Иногда тяжко до невыносимости из-за "державной недостаточности" у правителей, безверья, обманов и пошлости, цинизма "культурованцев". В 1994 году на съезде писателей я сказал, что отечественная литература заморозилась. Конечно, не так это было. Но было много плача, скорби, страдания. А как же иначе? Ведь потеряли, казалось, почти всё. И государственное, и человеческое. И забывать стали, что было светлого и возвышенного, что просто было доброго, семейного (помню, когда жил в сибирско-омской деревне и после войны на Полтавщине, ни разу не слышал в присутствии детей и стариков мата и мерзкой ругани). Сейчас ругань сплошь и рядом от темноты, невежества, от цинизма и наглой спеси новых хозяев жизни.
Пятнадцать лет я пытаюсь сплотить сотоварищей, писателей России, писателей истинно русских и нерусских. Всё время говорил о необходимости ободрить народ, дать ему веру и надежду, показать, что он выходил из разных сложных и глобальных испытаний ещё более окрепшим и прекрасным, как Иван-царевич, окунувшийся в кипящий котёл. Я старался и в предсейс-мические перестроечные годы прочерчивать линию созидания и самопожертвования. Искать героев, на которых можно было бы опереться, увидеть результат их усилий. Я, как и Вы, историк, поэтому искал их в прошлом. Да, это было мне близко и не вызывало молниеносных гонений — после того, когда в конце 1980 года меня освободили от обязанностей главного редактора "Комсомолки" за серию разоблачений взяточников Северного Кавказа, а главное, за то, что ввёл на страницы газеты русских писателей — за два с половиной года более 200 человек, что воспринималось как "невиданное проявление шовинизма". Бог даровал мне после изгнания творческую свободу и время. За эти годы я написал романы и повести "Росс непобедимый", "Тульский энциклопедист", "Флотовождь". В центре герои, подвижники — "дела делатели" (Болотов). Мне казалось, что из рутины, некой исторической беспечности ("застоя") надо вырываться созиданием. Это и герои "Росса", в конце XVIII века разгромившие турок, создавшие Новороссию, красавцы-города Одессу, Херсон, Николаев, Таганрог, Ростов, Елизаветград, Севастополь, выстроившие Черноморский флот. Это Андрей Тимофеевич Болотов, выведший сотни сортов яблонь, слив, вишен, смородины, создавший первые образцы русского садово-паркового искусства, организовавший первый русский детский театр, выпустивший первые экономические газеты России -
"Сельский житель" и "Экономический магазин", "лучший экономист России". И ещё, это уж совсем по нашей линии, он написал 350 (!) томов или, скажем, блокнотов-тетрадей сочинений о времени, событиях, о людях и духе эпохи. Я читал их в "Ленинке", библиотеке Салтыкова-Щедрина, Пушкинском доме, в архивах. Трогал пальцами, всматривался и восхищался авторской неутомимостью, энергией, наблюдательностью. Ну и, конечно, главная радость, отпущенная мне с небес, это почти тридцатилетняя работа над книгами о Фёдоре Фёдоровиче Ушакове. Ещё в Николаеве, куда я приехал после окончания Киевского университета в 1956 году, я упивался духом XVIII века, его героями и подвижниками Потёмкиным, Румянцевым, Фалеевым, де Рибасом, Безбо-родко. Чтил Екатерину, и вот повезло на всю жизнь.

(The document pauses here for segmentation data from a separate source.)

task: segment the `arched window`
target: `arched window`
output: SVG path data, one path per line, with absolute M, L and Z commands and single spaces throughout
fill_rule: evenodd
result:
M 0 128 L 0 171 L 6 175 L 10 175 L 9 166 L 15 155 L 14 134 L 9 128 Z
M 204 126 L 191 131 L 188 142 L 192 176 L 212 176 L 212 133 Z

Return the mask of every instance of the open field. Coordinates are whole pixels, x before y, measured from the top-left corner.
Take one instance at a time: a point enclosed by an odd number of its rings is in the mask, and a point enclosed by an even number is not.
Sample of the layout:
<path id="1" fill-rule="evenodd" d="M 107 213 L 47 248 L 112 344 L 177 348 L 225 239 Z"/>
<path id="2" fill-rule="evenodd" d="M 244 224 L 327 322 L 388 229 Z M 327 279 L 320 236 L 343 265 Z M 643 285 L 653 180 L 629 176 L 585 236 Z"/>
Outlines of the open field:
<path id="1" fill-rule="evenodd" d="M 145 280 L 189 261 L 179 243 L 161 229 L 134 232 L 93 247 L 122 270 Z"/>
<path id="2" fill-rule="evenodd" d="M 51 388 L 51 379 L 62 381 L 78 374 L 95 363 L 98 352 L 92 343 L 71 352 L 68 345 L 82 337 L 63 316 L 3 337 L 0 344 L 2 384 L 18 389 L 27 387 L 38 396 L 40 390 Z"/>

Началась перестройка, и я понял: надо выдвинуть на первый план героев победительных, созидательных, неунывающих. И был уверен, что нам понадобятся Суворов, Ушаков, Болотов. Огорошил своих коллег лозунгом: "К топору зовите Русь!" Кое-кто зааплодировал, а потом осёкся, когда я завершил лозунг: "Но не к топору разбойника и ушкуйника, а к топору плотника, к топору строителя!" Мне казалось, что вот сейчас и развернется созидательная работа. Но до неё руки не доходили: митинги, многоречивые тусовки внедряющих в наше общество гнилую мысль, что мы безнадёжно отстали от мировой цивилизации, от её стандартов и героев.